Toilets and changing facilities:
The Sage has 34 (award-winning... ooh!) disabled toilets on every level and includes a WC facility with tracking hoist, changing table & shower. The toilets are large and have plenty of manoeuvrability for electric wheelchairs, assistance dogs and carers.

The venue:
The Sage is split into a number of halls but the main one's used are Sage One and Sage Two. Sage One accommodates 20 wheelchair spaces over all floor levels which means that there is a variety of seat prices available - something which rarely happens in many other venues. I personally love going in either a box which is slightly raised from the floor, or, the circle near the back where there is plenty of space for myself and my assistance dog. Sage 2 is smaller with 4 wheelchair spaces but can accommodate more if needed. The cafe at the Sage has a good range of food, which includes gluten-free options, but is often busy and has limited seating.

The staff:
The staff were the reason I wanted to blog about this venue. As per usual, Mum & I were running late but were escorted to our seats by 2 lovely men who introduced themselves and checked we were both ok. The bit which really got me was near the end of our concert the whole of the stalls got up on their feet to dance along to Michael Ball. I spotted a women in a wheelchair at the back get up and then get approached by a member of staff, my first thoughts were that it was going to be a health & safety problem as that's how it usually goes. But no.

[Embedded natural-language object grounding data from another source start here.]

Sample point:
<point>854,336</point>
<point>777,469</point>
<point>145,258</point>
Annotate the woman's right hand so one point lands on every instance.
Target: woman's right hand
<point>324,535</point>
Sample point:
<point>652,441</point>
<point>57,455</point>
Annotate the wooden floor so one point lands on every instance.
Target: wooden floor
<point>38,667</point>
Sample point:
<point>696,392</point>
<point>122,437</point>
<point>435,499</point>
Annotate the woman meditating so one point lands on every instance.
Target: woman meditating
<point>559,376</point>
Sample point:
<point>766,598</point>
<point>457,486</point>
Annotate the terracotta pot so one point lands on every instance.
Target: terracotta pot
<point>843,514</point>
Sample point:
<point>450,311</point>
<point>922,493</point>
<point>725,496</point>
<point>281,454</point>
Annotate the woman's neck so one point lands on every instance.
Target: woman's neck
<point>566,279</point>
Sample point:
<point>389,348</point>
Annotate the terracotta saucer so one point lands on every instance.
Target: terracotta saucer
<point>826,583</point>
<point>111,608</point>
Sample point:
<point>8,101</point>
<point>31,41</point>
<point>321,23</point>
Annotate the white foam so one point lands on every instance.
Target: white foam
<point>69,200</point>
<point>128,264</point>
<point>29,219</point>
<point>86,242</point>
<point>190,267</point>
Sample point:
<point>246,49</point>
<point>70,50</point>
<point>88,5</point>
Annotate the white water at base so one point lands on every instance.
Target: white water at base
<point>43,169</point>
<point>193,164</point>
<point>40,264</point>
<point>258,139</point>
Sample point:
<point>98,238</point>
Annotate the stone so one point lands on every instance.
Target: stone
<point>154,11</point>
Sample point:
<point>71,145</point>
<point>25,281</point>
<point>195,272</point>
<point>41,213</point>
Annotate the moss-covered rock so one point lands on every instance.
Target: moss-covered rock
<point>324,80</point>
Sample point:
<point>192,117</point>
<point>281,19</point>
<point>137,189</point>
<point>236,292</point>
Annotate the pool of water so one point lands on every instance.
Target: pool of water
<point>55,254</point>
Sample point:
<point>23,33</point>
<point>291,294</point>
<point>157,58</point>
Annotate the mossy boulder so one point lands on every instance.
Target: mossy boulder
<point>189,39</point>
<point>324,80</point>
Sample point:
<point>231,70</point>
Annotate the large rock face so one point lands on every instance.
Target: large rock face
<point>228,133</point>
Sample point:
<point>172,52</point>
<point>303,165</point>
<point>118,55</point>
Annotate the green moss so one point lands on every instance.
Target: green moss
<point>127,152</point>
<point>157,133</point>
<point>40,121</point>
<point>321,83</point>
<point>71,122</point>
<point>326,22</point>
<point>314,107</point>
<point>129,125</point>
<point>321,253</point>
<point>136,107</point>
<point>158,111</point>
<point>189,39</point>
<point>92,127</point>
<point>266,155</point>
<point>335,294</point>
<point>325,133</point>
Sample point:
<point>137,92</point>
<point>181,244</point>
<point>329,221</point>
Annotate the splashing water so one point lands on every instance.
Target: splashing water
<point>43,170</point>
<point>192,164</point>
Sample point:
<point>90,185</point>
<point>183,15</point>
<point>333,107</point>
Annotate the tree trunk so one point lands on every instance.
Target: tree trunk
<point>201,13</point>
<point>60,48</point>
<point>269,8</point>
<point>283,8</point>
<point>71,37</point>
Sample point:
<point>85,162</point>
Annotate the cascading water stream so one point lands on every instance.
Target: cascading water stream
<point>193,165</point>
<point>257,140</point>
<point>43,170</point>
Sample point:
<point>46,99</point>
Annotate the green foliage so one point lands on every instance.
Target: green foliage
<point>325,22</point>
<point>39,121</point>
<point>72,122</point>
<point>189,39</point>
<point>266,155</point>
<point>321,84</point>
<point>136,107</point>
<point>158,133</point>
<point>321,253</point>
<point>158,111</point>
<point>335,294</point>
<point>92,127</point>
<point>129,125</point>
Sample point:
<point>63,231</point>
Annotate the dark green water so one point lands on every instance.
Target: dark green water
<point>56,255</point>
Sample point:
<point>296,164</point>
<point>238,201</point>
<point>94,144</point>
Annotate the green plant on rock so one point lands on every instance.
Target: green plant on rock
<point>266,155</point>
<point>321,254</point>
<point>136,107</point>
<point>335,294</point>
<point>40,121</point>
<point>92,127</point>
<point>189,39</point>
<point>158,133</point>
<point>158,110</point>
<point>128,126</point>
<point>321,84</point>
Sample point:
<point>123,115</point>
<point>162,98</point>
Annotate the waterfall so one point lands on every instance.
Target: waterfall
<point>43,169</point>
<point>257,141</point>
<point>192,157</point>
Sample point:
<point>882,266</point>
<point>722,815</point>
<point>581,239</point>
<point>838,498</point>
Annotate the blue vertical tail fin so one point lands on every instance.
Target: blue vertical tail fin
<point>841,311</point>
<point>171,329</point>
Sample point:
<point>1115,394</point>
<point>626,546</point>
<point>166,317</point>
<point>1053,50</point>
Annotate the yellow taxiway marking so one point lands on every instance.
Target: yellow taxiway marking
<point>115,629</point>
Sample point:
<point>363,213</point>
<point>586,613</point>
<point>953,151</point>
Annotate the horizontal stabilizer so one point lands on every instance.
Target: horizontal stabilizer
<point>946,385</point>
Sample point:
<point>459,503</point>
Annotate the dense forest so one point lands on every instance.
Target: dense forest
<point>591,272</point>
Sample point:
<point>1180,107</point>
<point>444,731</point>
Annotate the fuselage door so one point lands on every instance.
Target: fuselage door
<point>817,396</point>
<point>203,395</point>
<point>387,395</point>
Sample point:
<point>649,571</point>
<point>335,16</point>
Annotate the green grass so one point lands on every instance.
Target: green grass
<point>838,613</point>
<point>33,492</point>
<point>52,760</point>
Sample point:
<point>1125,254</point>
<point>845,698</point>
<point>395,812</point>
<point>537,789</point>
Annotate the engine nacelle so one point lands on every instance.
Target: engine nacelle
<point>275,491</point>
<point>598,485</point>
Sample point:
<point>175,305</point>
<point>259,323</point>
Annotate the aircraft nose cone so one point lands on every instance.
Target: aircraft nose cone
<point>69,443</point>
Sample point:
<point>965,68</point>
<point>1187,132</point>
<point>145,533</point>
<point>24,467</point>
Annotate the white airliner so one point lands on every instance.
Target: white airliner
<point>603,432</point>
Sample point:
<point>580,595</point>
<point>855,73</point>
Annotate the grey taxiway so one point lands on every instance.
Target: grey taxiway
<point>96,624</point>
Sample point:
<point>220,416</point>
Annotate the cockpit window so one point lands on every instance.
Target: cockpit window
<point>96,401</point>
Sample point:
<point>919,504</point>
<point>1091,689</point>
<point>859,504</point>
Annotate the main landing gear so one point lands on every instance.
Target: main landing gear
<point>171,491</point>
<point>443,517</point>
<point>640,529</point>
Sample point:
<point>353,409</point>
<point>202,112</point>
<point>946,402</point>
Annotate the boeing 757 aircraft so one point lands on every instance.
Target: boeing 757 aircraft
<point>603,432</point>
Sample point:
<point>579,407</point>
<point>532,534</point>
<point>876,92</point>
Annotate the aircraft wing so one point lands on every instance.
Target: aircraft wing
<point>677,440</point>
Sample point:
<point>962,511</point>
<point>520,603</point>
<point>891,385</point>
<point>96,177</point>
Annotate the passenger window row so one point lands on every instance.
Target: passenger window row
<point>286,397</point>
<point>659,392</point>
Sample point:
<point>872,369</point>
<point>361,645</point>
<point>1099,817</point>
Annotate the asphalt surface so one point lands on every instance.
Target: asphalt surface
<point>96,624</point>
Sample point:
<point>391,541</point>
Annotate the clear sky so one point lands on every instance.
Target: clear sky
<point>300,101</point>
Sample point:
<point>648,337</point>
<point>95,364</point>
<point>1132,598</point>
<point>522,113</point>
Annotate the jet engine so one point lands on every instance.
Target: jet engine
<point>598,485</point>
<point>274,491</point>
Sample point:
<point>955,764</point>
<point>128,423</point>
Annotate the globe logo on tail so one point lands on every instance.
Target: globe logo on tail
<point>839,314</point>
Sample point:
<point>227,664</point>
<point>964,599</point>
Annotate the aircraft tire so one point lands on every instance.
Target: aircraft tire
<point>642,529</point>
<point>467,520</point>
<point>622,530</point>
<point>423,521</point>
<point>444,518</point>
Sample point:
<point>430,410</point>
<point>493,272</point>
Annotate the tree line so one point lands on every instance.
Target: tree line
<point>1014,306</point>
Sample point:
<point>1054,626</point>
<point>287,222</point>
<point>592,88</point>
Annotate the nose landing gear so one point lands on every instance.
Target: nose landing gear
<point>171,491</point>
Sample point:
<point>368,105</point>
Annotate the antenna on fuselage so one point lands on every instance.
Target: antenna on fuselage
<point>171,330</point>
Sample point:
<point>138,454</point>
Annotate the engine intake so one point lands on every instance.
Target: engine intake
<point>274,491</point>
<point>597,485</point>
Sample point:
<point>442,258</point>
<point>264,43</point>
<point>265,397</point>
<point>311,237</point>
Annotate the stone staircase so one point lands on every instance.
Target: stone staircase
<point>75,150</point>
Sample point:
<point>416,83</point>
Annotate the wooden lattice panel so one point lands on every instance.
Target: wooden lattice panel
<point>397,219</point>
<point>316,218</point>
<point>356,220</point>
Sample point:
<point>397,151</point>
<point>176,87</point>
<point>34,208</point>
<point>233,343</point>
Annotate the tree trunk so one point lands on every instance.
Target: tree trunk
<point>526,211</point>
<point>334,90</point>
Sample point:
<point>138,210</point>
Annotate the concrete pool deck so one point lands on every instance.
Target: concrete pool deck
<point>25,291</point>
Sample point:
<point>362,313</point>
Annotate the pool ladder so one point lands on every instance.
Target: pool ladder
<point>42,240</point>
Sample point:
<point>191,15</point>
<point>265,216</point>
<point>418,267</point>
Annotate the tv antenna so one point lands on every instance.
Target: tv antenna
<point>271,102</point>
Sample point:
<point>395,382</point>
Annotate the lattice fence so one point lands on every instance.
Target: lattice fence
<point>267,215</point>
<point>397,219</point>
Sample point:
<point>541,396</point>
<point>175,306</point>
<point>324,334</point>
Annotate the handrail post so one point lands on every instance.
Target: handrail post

The member of staff recognised that even though she could stand up, standing for another 3/4 songs could cause her pain/payback and offered (then pushed) her to the very front of the stage where Michael Ball was singing. And honestly, I cried. It's what should happen but in over a decade being in a wheelchair I've never seen it happen, so thank you to all the staff for making it accessible to all. I must note too they were fantastic with my assistance dog, Spencer, by asking questions but respecting the fact he was working and I had such a smooth night I was over the moon.

Overall: A fantastically accessible venue with staff which are trained to a high standard in disability awareness. I wish they had a slightly wider range of music attending the Sage because of how easy this experience was for us, but, I'm glad I've had the opportunity to attend a number of concerts and talks hosted at the venue already.